L’auto elettrica, in Italia, ancora non ingrana. Secondo le stime dell’Unrae, l’associazione delle case estere che operano nel nostro Paese, sulle strade italiane ne circolano solo 11.500 unità. E i modelli a emissioni zero proposti sul mercato valgono solo lo 0,16% dell’offerta totale. Un po’ come l’andamento del mercato stesso, che a questa tipologia di veicoli accredita solo lo 0,2% delle immatricolazioni totali nei primi cinque mesi del 2018.
I problemi? Quelli soliti: prezzi ancora elevati, e qui è soprattutto il pacchetto batterie a pesare, e infrastrutture insufficienti.
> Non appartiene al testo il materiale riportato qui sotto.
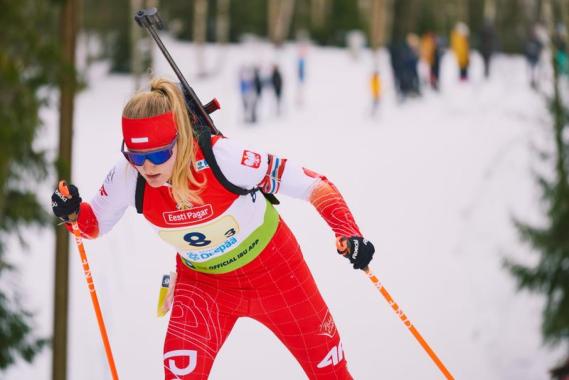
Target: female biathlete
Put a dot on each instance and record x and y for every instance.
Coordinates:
(236, 256)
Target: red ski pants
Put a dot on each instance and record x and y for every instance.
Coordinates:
(276, 289)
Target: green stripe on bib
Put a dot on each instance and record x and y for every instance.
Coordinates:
(245, 252)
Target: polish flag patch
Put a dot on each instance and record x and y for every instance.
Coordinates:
(251, 159)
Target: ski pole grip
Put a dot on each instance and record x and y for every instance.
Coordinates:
(148, 17)
(63, 189)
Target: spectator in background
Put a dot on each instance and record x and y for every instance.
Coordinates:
(431, 55)
(246, 90)
(301, 72)
(258, 91)
(533, 49)
(375, 87)
(461, 48)
(410, 65)
(277, 82)
(487, 45)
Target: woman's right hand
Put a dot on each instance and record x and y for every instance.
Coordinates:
(66, 205)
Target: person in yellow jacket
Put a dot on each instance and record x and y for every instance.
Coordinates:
(461, 48)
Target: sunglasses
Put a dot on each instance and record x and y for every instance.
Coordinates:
(157, 157)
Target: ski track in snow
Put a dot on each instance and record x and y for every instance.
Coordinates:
(433, 182)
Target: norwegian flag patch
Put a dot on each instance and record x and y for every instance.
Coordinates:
(251, 159)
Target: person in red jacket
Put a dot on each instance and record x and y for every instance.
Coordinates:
(236, 256)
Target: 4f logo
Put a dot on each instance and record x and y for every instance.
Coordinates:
(335, 356)
(182, 356)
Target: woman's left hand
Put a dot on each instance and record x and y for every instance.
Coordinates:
(356, 249)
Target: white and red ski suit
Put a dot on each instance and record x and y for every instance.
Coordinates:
(236, 258)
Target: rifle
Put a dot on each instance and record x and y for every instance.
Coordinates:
(199, 113)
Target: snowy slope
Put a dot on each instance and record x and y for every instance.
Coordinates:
(432, 182)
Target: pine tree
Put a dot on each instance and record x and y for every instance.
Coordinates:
(551, 241)
(27, 64)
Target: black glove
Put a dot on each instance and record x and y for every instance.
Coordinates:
(64, 206)
(356, 249)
Basti pensare che in Italia ci sono solo 4.200 punti di ricarica pubblici (anche se un piano di Enel X prevede di installarne 7000 entro il 2020), mentre in Germania oltre 22 mila . Anche prendendo in considerazione il rapporto tra questi ultimi e gli abitanti, nel nostro Paese ce n’è uno ogni 14 mila, mentre ad esempio nei Paesi Bassi uno ogni 1.660.
Da queste premesse, a cui si aggiunge l’anzianità del parco circolante e i relativi problemi di inquinamento, è nata la necessità di creare qualcosa di nuovo. Che aiuti nella fase di transizione verso una mobilità più consapevole e meno impattante sull’ambiente. Anzi, per nulla.
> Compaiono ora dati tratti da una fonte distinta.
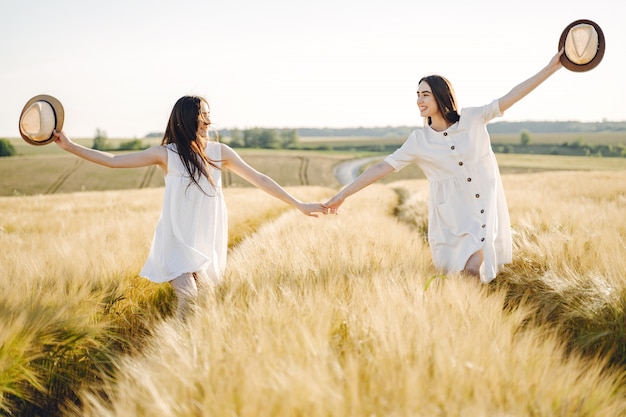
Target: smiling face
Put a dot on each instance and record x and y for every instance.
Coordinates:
(426, 101)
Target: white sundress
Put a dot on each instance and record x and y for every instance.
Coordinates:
(192, 232)
(467, 207)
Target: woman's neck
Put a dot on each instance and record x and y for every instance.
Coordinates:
(439, 124)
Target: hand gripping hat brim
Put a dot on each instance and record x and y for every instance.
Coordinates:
(583, 41)
(40, 116)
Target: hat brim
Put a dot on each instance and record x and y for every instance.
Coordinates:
(59, 118)
(572, 66)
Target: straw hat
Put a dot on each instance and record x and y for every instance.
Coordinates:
(40, 116)
(584, 45)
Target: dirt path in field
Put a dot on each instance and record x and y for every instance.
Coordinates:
(347, 171)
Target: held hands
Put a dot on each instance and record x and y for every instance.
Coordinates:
(333, 204)
(311, 209)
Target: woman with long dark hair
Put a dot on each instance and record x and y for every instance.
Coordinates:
(468, 220)
(190, 242)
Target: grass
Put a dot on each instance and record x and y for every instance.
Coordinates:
(336, 316)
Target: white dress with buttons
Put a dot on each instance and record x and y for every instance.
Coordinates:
(192, 232)
(467, 208)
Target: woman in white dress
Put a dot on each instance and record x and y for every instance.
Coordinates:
(190, 242)
(468, 219)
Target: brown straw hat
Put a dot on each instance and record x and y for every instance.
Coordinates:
(584, 45)
(41, 115)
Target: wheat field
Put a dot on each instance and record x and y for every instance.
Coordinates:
(335, 316)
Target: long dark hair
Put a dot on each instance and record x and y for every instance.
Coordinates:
(182, 130)
(444, 96)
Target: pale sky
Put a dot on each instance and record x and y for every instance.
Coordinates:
(120, 65)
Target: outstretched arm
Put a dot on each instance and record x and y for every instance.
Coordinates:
(232, 161)
(156, 155)
(521, 90)
(369, 176)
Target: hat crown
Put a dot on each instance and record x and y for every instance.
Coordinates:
(581, 44)
(38, 121)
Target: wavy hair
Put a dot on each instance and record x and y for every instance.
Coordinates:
(444, 96)
(182, 130)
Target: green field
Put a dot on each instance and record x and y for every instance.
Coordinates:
(49, 170)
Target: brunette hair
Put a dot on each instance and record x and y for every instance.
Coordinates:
(182, 130)
(444, 96)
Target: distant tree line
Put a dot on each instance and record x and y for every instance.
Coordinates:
(262, 138)
(253, 135)
(101, 143)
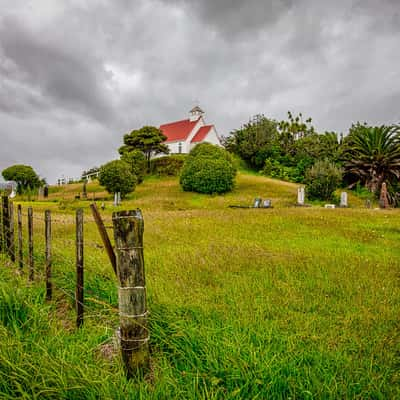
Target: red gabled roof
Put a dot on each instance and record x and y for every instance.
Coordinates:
(178, 130)
(201, 133)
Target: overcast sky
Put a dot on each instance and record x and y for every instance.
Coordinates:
(75, 75)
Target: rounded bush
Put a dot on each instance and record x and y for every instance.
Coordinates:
(116, 176)
(207, 175)
(168, 165)
(322, 179)
(211, 151)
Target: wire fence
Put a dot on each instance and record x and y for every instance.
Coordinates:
(58, 251)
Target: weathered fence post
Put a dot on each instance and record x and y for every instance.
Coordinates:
(47, 220)
(2, 244)
(6, 223)
(134, 334)
(30, 243)
(11, 246)
(79, 268)
(20, 243)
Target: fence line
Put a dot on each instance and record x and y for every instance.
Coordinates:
(128, 225)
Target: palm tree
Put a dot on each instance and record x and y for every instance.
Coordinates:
(372, 154)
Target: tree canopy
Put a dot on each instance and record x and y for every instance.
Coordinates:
(372, 155)
(24, 175)
(116, 176)
(148, 140)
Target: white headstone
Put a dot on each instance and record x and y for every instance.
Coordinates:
(300, 196)
(343, 199)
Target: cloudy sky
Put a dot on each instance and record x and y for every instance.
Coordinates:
(75, 75)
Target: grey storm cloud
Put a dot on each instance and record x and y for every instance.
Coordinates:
(75, 76)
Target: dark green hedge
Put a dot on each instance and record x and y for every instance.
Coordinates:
(168, 165)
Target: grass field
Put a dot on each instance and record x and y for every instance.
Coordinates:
(299, 303)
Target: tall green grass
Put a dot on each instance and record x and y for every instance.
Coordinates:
(298, 303)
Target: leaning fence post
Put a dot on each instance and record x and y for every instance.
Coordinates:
(47, 220)
(30, 243)
(79, 268)
(20, 248)
(134, 334)
(6, 223)
(2, 245)
(11, 246)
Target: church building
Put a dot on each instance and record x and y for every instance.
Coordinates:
(183, 135)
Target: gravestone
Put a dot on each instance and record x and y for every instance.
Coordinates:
(257, 202)
(383, 199)
(343, 199)
(300, 196)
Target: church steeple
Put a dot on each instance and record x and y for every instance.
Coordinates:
(195, 113)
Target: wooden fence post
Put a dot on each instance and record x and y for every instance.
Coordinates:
(47, 220)
(79, 268)
(2, 245)
(134, 334)
(6, 223)
(30, 243)
(104, 236)
(20, 243)
(11, 246)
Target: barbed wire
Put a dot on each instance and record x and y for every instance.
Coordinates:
(38, 274)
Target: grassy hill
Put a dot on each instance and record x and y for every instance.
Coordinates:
(287, 302)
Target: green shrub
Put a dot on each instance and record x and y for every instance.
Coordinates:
(168, 165)
(116, 176)
(208, 169)
(209, 150)
(137, 162)
(322, 179)
(207, 175)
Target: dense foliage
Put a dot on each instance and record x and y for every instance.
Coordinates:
(286, 149)
(208, 169)
(372, 155)
(168, 165)
(116, 176)
(148, 140)
(137, 162)
(24, 175)
(322, 179)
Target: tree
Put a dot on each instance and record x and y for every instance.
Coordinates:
(148, 140)
(372, 155)
(116, 176)
(137, 162)
(322, 179)
(294, 128)
(24, 175)
(255, 141)
(93, 170)
(208, 169)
Quel “qualcosa” si chiama Motus-E, ed è un’associazione senza scopo di lucro fondata da ALD Automotive Italia, Enel X, ABB, Volkswagen Group Italia, Allianz, Cobat – Consorzio Nazionale Raccolta e Riciclo e Politecnico di Milano. Diversi attori dunque (si spazia dal costruttore tradizionale al provider di energia, passando per mondo accademico e multinazionali del noleggio a lungo termine), che si sono uniti con lo scopo comune di favorire la transizione di cui sopra verso l’elettrico.
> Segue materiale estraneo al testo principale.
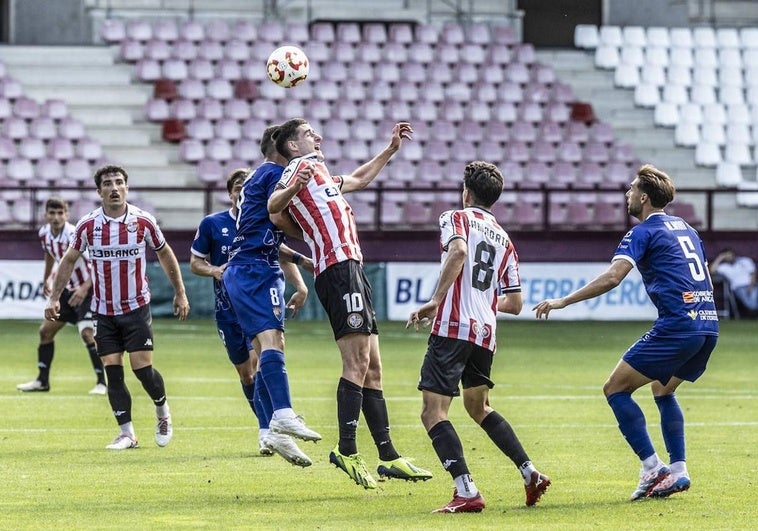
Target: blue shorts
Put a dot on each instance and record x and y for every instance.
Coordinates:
(660, 358)
(237, 345)
(257, 295)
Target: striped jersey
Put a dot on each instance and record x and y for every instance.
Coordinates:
(469, 309)
(117, 251)
(323, 214)
(56, 246)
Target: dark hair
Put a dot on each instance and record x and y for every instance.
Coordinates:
(268, 144)
(108, 170)
(656, 184)
(236, 175)
(286, 132)
(483, 181)
(55, 203)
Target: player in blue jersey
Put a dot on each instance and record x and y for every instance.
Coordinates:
(210, 252)
(669, 255)
(254, 281)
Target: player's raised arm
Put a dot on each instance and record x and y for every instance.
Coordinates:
(364, 174)
(603, 283)
(65, 268)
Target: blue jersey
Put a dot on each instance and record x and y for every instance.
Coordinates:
(669, 255)
(213, 241)
(257, 238)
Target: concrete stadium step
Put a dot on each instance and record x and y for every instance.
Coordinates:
(177, 175)
(108, 96)
(149, 155)
(94, 116)
(65, 74)
(55, 56)
(132, 135)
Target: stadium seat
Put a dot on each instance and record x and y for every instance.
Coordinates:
(31, 148)
(165, 89)
(707, 154)
(61, 149)
(173, 130)
(113, 31)
(586, 36)
(728, 174)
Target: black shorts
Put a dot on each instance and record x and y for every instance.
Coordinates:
(74, 314)
(449, 361)
(345, 294)
(130, 332)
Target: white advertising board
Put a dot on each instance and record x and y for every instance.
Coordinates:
(21, 295)
(412, 284)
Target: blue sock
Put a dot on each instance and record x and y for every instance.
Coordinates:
(632, 424)
(672, 426)
(262, 402)
(249, 391)
(275, 377)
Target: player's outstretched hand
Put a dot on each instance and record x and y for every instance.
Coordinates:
(401, 131)
(303, 176)
(296, 302)
(181, 307)
(544, 307)
(52, 310)
(422, 316)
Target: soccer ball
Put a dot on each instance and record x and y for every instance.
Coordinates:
(287, 66)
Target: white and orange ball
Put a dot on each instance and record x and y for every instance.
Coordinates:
(287, 66)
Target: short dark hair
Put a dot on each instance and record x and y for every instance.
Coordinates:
(108, 170)
(268, 143)
(484, 181)
(656, 184)
(236, 175)
(286, 132)
(55, 203)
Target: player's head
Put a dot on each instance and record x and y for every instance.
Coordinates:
(483, 182)
(651, 189)
(56, 212)
(234, 183)
(296, 138)
(110, 170)
(237, 177)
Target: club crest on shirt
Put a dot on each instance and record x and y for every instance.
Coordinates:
(483, 331)
(355, 320)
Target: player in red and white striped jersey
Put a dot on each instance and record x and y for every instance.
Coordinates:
(478, 261)
(75, 299)
(316, 203)
(116, 236)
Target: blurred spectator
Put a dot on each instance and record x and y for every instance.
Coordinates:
(739, 272)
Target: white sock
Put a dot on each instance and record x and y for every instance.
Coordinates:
(651, 463)
(526, 470)
(679, 468)
(465, 486)
(128, 429)
(284, 413)
(162, 411)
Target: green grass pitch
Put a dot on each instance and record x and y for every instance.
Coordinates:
(55, 472)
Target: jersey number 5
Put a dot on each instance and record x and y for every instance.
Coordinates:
(696, 265)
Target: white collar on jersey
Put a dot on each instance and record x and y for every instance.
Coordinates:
(120, 219)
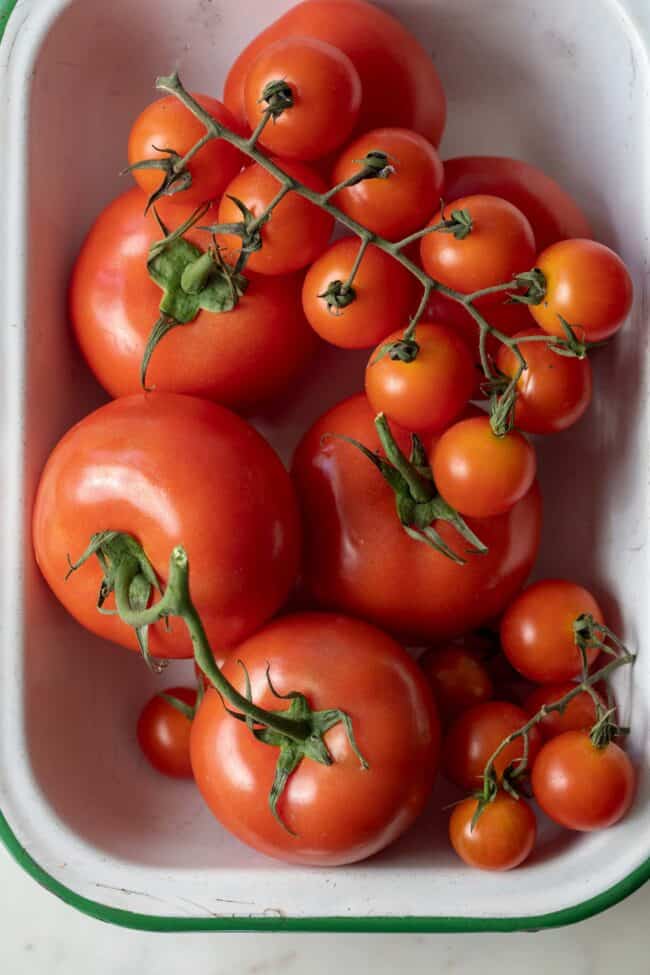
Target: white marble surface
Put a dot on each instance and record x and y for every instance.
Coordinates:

Cosa farà in concreto questa associazione? Innanzitutto attività di lobbying, nell’accezione positiva della parola. Ovvero porsi come interlocutore accreditato nei confronti di istituzioni e stakeholder, ricoprendo un ruolo attivo nei vari tavoli tecnici di lavoro e workshop sulla mobilità a elettroni. Parallelamente, è previsto il coinvolgimento di università e centri di ricerca per formare professionalità legate al settore. Basterà per diffondere una cultura dell’elettrico? Non è dato saperlo, ma è comunque un primo passo.